My point is that the proximity between states in the middle ages doesn't determine how much contact they had. Trade and contact happens where there is safe passage and cordial relations, and for much of europe before 1300 this wasn't the case.
I feel like people are often trying to make it out as if ancient cultures had little contact when in fact they did. Cultural diffusion was a big thing, and trade on the Mediterranean reached Africa, boats even continued down the Nile and traded with further south Africans. North of modern day Turkey, trade was abound on the black sea as well. They have found evidence that viking raiders even reached down into the Mediterranean and raided parts of northern Africa. Not to mention heading further west from greenland and trading with the native americans long before the european empires went to colonize that land. Wanderers from the east regularly came west for trade. And, if you make the assumption that the empire is effectively based on "Rome", or the eventual de-evolution into the byzantines, well their empire was centered on the mediteranean sea and not exclusively in Europe. During its prime it spread far east and also occupied much of Northern Africa.While I don't particularly disagree with your wider point, there are a couple of things being stretched and conflated here. The Pope didn't send missionaries to China until the 13th century; earlier Christians in China were anything but Roman Catholic and were not 'sent' by anyone. By the 13th century of course, there was plenty of contact between western Europe and northern/eastern/Russian Europe. Likewise, some legends about Prester John (also a bit later) and trade between Europe and Africa (mostly via the middle east) don't meet the 'formal contact' criteria you've imposed for European kingdoms.

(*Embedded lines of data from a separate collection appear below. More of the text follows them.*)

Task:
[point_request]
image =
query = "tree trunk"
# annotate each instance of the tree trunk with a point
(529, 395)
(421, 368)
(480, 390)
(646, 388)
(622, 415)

But the broader point is that the game only needs to be "historically plausible", not historically accurate - and it is fictional, however many similarities there may be to European cultures. To be historically accurate at any point from ~500AD to ~1500AD for instance, it would need to include religion as an important element of culture (and war) for a start, which I can see the devs may want to avoid for obvious reasons.

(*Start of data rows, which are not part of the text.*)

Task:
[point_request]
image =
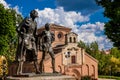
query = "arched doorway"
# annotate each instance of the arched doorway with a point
(76, 74)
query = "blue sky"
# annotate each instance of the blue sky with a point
(85, 17)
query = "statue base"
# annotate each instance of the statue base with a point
(43, 76)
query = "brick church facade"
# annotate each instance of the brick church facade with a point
(69, 58)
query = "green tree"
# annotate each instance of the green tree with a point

Where are you from, because here in germany students dont need to pay for anything. In fact the State even gives you money (On request only) and as a Student you only need to pay them half of what they barrowed to you back.
Calradia however is not a historical kingdom. It is based on mythos developed by TW themselves, and there is no historical reason why they would need to constrain themselves IMO.

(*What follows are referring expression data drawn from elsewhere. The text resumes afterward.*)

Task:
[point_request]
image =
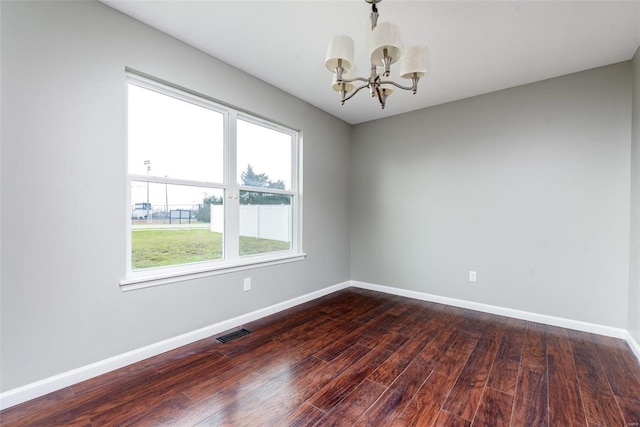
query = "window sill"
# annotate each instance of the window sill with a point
(164, 278)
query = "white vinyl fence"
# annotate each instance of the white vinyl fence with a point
(261, 221)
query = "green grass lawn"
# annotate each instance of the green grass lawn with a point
(172, 246)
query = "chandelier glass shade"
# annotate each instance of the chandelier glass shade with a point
(385, 49)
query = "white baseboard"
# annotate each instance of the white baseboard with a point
(40, 388)
(501, 311)
(635, 347)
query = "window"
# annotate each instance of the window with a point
(210, 189)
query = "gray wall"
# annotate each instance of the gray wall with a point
(634, 265)
(63, 153)
(528, 186)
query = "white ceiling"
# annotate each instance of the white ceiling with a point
(475, 47)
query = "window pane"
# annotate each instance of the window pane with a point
(264, 157)
(265, 222)
(175, 224)
(172, 138)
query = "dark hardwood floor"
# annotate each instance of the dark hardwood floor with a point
(363, 358)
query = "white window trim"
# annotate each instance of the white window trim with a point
(144, 278)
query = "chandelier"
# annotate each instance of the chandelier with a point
(385, 48)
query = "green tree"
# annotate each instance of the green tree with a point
(250, 178)
(203, 213)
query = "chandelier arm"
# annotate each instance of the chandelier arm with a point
(354, 92)
(398, 85)
(357, 79)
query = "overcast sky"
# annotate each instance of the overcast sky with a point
(185, 141)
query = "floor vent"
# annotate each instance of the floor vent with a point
(233, 335)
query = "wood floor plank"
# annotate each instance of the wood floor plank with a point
(306, 415)
(447, 419)
(465, 395)
(621, 368)
(531, 399)
(565, 402)
(534, 350)
(597, 396)
(494, 410)
(504, 373)
(398, 362)
(363, 358)
(330, 395)
(351, 408)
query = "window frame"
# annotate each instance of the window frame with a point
(231, 261)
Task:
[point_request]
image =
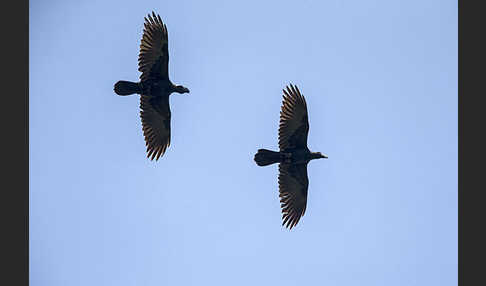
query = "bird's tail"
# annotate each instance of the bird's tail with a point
(124, 87)
(266, 157)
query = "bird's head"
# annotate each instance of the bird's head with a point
(181, 89)
(318, 155)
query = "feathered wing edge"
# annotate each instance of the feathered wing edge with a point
(294, 124)
(153, 47)
(155, 126)
(293, 184)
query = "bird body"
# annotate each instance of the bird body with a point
(154, 86)
(293, 157)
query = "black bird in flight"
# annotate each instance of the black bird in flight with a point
(293, 156)
(154, 86)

Sturgia is likely the name of the kingdom, while the ethnicity of the natives is Vaegir. Or at least that's the sense that I can make of this wacky world TW created. I'd be down for more Nords though.
It is an imaginary place and it doesn't have any real claim to be historically accurate.
Vagiroving is the name of one of the Sturgian clans, so it is probably the same deal as Banu Sarran (Sarranids) for the Aserai and Khergits for the Khuzaits: the name for the later polity and people being taken from the winners of a civil war.
Sea Raiders, Skoldabrotva and to some extent the Lake Rats are the Nords. Build an army out of those and roleplay your own Nordic invasion.
I think of Sturgia as super early Kievan Rus, back when Scandinavian influences are still strong. Hence round shields and Ulfhednar. I still think they could be more distinct and have more Kievan Rus esque helmets.
On another note, is it that much trouble get onto nexusmods to go through all the Sturgian Viking overhauls and pick one you like?